In principle, it’s irrelevant what kind of stress your body is under, the core reaction remains the same. When you’re under stress, your blood pressure increases, your heartrate rises and your body increases the production of the adrenaline and cortisol hormones. This physical reaction acts as a short term power boost which can increase your performance to a level that you may not otherwise achieve.

Stress is therefore not entirely bad. You could also assume that you have achieved a large majority of your sporting accomplishments while under stress. If this were not the case, you may not have pushed yourself so far.

First Stress, Then Regeneration

Would it be good to be under stress all the time? After all, more power for training is exactly what you want. Unfortunately, it’s not that simple. When under stress, your body is excessively strained. If you are permanently under stress, it will have a long-term negative impact on your training and your general health – this is, of course, something to avoid.

It is therefore important to reduce your training stress to a healthy level and give your body some time to recover. Additionally, it helps if you keep a few things in mind:

A healthy diet is very important for the body’s ability to recover, and so too is a good night’s sleep. Whether on a walk or swimming in a lake, getting out in nature is a tried and tested way to reduce stress. When we are outdoors in direct sunlight, our body produces vitamin D, which, in turn, strengthens it. It builds up our immune system and makes us less vulnerable to negative stress – this way, our body can regenerate even more efficiently. This was already common knowledge in the ‘60s, especially amongst Russian bodybuilders who were known to incorporate long walks on the beach into their training routine. So make sure to add a relaxing outdoor activity into your routine.

For the regeneration process, it’s best to be in a low-stimulus environment: the fewer distractions the more you can relax. If you’re used to the heat, saunas can be a good place for doing this – just make sure to keep it at a reasonable heat setting. Otherwise, the sauna can lead to a stress-inducing situation rather than a stress-reducing one.

Listen to Your Body!

How can you tell if you’re under too much stress? In principle, there are a number of tell-tale signs, most of which can be told by listening to your body. If your body has been under too much strain, you can check your pulse with a regular heartrate monitor machine as soon as you wake up and preferably before undertaking any physical activities. This can also be done with most fitness trackers and you can even set some to do this automatically. If your resting pulse is above average, this may be a sign of a lack of regeneration.

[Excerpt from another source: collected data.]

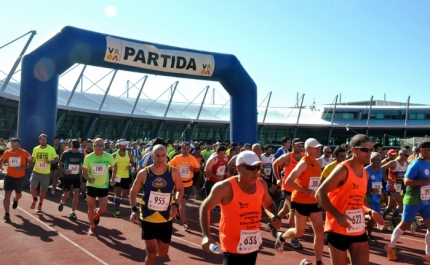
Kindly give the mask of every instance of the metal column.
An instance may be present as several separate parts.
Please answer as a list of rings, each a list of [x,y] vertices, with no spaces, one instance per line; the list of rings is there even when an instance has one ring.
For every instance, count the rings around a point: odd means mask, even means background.
[[[105,95],[103,96],[102,101],[100,102],[100,106],[99,106],[99,109],[98,109],[99,111],[102,109],[103,104],[105,103],[105,100],[106,100],[107,94],[109,93],[110,87],[112,86],[113,80],[115,79],[115,75],[116,75],[116,73],[117,73],[117,72],[118,72],[118,70],[115,70],[115,72],[113,72],[113,76],[112,76],[112,78],[111,78],[111,80],[110,80],[110,82],[109,82],[109,85],[108,85],[107,89],[106,89],[106,93],[105,93]]]
[[[329,133],[328,133],[327,145],[330,145],[330,139],[331,139],[331,135],[333,133],[333,122],[334,122],[334,115],[336,113],[337,98],[338,98],[338,95],[336,95],[336,99],[334,101],[333,113],[331,114],[331,127],[330,127],[330,130],[329,130]]]
[[[140,90],[139,90],[139,94],[137,94],[136,101],[134,102],[134,104],[133,104],[133,108],[131,109],[131,114],[134,114],[134,110],[136,109],[137,102],[139,102],[140,94],[142,94],[142,90],[143,90],[143,87],[145,86],[145,83],[146,83],[146,80],[148,79],[148,76],[147,76],[147,75],[145,75],[143,78],[144,78],[145,80],[143,80],[143,82],[142,82],[142,86],[140,87]],[[127,82],[128,82],[128,81],[127,81]]]
[[[170,104],[172,103],[172,99],[173,99],[173,96],[175,95],[175,91],[176,91],[176,87],[178,86],[178,83],[179,81],[176,81],[174,83],[175,88],[173,89],[172,96],[170,97],[169,103],[167,104],[166,112],[164,112],[164,116],[163,116],[164,118],[166,118],[167,112],[169,112]],[[172,86],[170,86],[170,88],[172,88]]]
[[[76,88],[77,88],[77,87],[78,87],[78,85],[79,85],[79,81],[80,81],[80,82],[81,82],[81,84],[82,84],[82,82],[83,82],[82,76],[84,75],[85,68],[87,68],[87,65],[84,65],[84,68],[82,68],[81,74],[79,75],[78,79],[76,80],[76,83],[75,83],[75,85],[73,86],[72,91],[70,92],[69,98],[68,98],[68,99],[67,99],[67,101],[66,101],[66,106],[69,106],[69,103],[70,103],[70,101],[72,100],[73,95],[75,94]],[[81,92],[82,92],[82,86],[81,86]]]

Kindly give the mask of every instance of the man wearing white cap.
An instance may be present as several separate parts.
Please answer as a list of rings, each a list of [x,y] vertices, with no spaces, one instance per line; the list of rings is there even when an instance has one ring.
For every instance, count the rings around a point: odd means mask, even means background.
[[[317,161],[321,144],[314,138],[305,142],[305,156],[291,171],[286,179],[286,184],[293,188],[291,194],[291,209],[295,211],[295,227],[288,229],[285,233],[278,232],[275,248],[278,252],[284,251],[286,239],[302,237],[306,223],[309,220],[314,230],[314,250],[316,264],[321,265],[324,248],[324,226],[321,207],[315,198],[315,191],[321,181],[321,166]]]
[[[239,175],[220,181],[200,207],[202,248],[210,252],[209,245],[216,244],[209,231],[210,211],[221,205],[220,242],[224,253],[224,264],[255,264],[262,243],[260,234],[261,206],[279,229],[281,220],[276,215],[266,182],[259,178],[263,163],[252,151],[237,155],[236,167]]]

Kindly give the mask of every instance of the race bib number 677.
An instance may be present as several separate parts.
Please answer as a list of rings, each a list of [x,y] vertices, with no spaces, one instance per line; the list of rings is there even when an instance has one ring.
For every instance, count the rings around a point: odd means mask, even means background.
[[[422,201],[430,200],[430,186],[421,186],[420,197]]]

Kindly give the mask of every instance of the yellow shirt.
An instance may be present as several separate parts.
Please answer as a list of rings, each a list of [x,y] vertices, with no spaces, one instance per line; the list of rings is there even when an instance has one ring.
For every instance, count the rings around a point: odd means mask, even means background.
[[[325,166],[323,172],[321,172],[321,177],[323,179],[326,179],[336,166],[337,166],[337,161],[333,161],[327,166]]]
[[[197,162],[197,159],[194,156],[188,155],[187,157],[184,157],[182,155],[177,155],[170,160],[169,165],[176,167],[179,170],[182,182],[184,183],[184,188],[188,188],[193,185],[193,169],[200,168],[199,162]]]

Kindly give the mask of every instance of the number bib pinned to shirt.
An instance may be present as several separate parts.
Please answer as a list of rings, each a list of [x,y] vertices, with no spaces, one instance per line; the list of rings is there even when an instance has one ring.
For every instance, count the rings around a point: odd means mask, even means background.
[[[91,173],[93,176],[105,176],[106,165],[105,164],[93,164],[91,166]]]
[[[272,164],[267,163],[264,165],[264,175],[270,176],[270,173],[272,173]]]
[[[320,177],[310,177],[308,189],[316,191],[320,185]]]
[[[38,161],[36,163],[37,169],[38,170],[46,170],[48,168],[48,163],[44,162],[44,161]]]
[[[79,173],[79,165],[69,165],[70,173],[76,175]]]
[[[190,177],[190,166],[179,166],[179,173],[181,174],[181,178],[189,178]]]
[[[21,166],[21,157],[9,157],[9,166],[10,167],[19,167]]]
[[[260,230],[241,230],[237,252],[240,254],[251,253],[260,249],[263,243]]]
[[[381,194],[382,182],[372,182],[373,194]]]
[[[151,191],[149,193],[148,209],[153,211],[167,211],[170,203],[170,193]]]
[[[430,200],[430,185],[420,187],[420,197],[422,201]]]
[[[217,176],[224,176],[224,175],[225,175],[225,165],[223,165],[223,166],[219,166],[219,167],[216,169],[216,175],[217,175]]]
[[[401,183],[394,183],[394,189],[396,190],[396,192],[401,192],[402,191],[402,184]]]
[[[364,230],[366,223],[364,221],[362,209],[346,210],[346,215],[352,219],[352,221],[348,220],[348,223],[351,225],[351,227],[346,229],[347,233],[355,233]]]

Also, with just one glance at your Workout Log, you’ll be able to quickly tell a lot about your stress levels. For example: two possible indications of insufficient regeneration are, if the quality or duration of your sleep lowers, or if your training performance declines within the same workout period. The same applies if your RPE rating increases from exercise to exercise, even if you haven’t packed on any more weight.

If you notice several of these signs at the same time, this may indicate that your stress level is too high. In this case, do not hesitate to lower the intensity of your workout. Regeneration is more important than exercising hard; if you don’t get enough rest, you can neither increase your skills nor build muscles – and this would mean the end of you as a strength athlete.